Better When Left Up to the Reader

There are a ton of queer characters in comics. There is an amazing amount of sexual tension. In all comics.

 

 

But, social mores, editorial diktats, and the absurd Comics Code of America, which held sway over mainstream comic books for decades, mean that a lot of things had to be subtle or expressed through clues, including homosexuality, bisexuality, or, indeed, female sexuality of any sort that wasn’t performatively for men. So, gay superhero poster boy, Northstar, was gay from the start. He was written, from moment one, and drawn from the beginning, as a gay man. But, they could not say it or show it clearly for decades. Other characters, like Kitty Pryde, to come back to her, have been written or drawn as queer, in a very “it’s up to the readers” fashion, but also fairly blatantly. Pryde, in X-Men: The End, has children with another woman, who the writer describes as her soulmate, and true love. But, even that writer, Chris Claremont, has suggested it’s better if the truth of that is left up to the individual reader, for religious-political reasons.

 

 

So, for all the fear that pros are going to make every straight character queer, we are faced with an industry that is much more likely to continually hint, or to trade on homoerotic lesbian overtones, or sexual frustration frisson, without ever actually outing and giving us undeniably queer characters, unless they can make it the point, and then bury the character with lack of use.

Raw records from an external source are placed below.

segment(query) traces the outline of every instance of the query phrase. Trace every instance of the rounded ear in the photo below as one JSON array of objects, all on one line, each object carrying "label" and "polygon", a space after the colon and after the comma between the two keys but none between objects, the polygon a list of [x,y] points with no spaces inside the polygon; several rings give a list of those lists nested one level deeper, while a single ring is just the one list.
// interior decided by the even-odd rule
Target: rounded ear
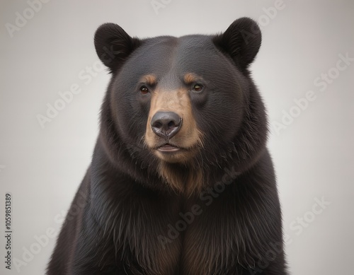
[{"label": "rounded ear", "polygon": [[97,29],[94,41],[97,55],[110,72],[115,71],[141,43],[139,39],[131,37],[122,28],[112,23],[101,25]]},{"label": "rounded ear", "polygon": [[234,21],[224,33],[213,38],[214,44],[227,52],[241,70],[252,63],[261,41],[258,25],[247,17]]}]

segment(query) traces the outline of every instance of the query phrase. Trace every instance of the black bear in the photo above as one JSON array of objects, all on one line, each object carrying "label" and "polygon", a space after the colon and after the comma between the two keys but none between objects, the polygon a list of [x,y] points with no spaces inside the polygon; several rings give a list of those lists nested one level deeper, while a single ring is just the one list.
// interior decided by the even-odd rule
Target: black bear
[{"label": "black bear", "polygon": [[94,41],[112,78],[47,274],[287,274],[266,114],[249,69],[256,23],[143,40],[106,23]]}]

Straw Men With Legs and Arms

Every and any medium has weak satire. The earliest anglophone comics, and the earliest comics in most languages, from most cultures, are satirical in nature. Comics are an awesome, cheap, fast way to make fun of something and land the blow. The combination of text, which lends a kind of veracity, and image, which gives another, helps the satire supplant the actual in our minds, in a very sure way. And, you can exaggerate, controlling those two elements, beyond what you can do with a live skit or a purely visual or textual attack.

 

 

When Alan Moore satirized Frank Miller in the early 1980s, a big target was the idea that Miller drew too many black people in New York City. And, yes, compared to other early 80s superhero books, maybe Miller having one or two black people an issue seemed like a lot to someone, or compared to early 80s British comics at all. But, it’s New York City. The argument may have gone over fine in a British publication, but try convincing people who’ve ever been to New York that one or two black men is a joke-worthy prevalence.

When, What’s So Funny About Truth, Justice, and the American Way?, a Superman comic by the talented Joe Kelly and the exceptional Doug Mahnke and Lee Bermejo, was adapted to an animated feature, Superman vs the Elite, ten years after its publication, many of the satiric visual exaggerations were removed. Mainly, I would imagine, because while effective, they were cheap, easy, and in the case of several, racist.

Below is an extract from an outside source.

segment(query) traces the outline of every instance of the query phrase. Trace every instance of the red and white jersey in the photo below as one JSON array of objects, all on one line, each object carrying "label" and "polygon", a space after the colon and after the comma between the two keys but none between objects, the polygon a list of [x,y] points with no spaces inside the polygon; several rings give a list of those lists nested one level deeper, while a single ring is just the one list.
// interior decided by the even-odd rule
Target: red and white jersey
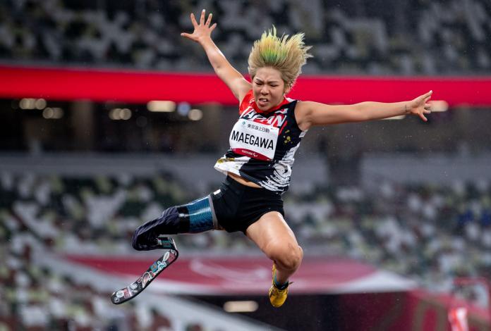
[{"label": "red and white jersey", "polygon": [[290,185],[293,155],[307,131],[295,118],[297,101],[284,98],[267,113],[260,111],[253,91],[239,107],[239,118],[230,133],[230,149],[214,166],[270,191],[284,192]]}]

In both versions, Superman fights a bunch of ethnic caricatures who believe in violently confronting supervillains, by… violently confronting them with his superior power and superior violence for America! A satirical take on the owned-and-published-by-the-same-company comic and team, The Authority. It’s a Time-Warner wing satirizing a Time-Warner feather. Superman using superior strength to threaten a giant black man who wears a bunch of chains and pulls ugly faces and a diseased-looking Puerto Rican who can’t handle her own powers. As satire of a homeless child abuse victim who did good for himself becoming a superhero, and a genius and comics fan who took earlier research and made herself an awesome suit of armor.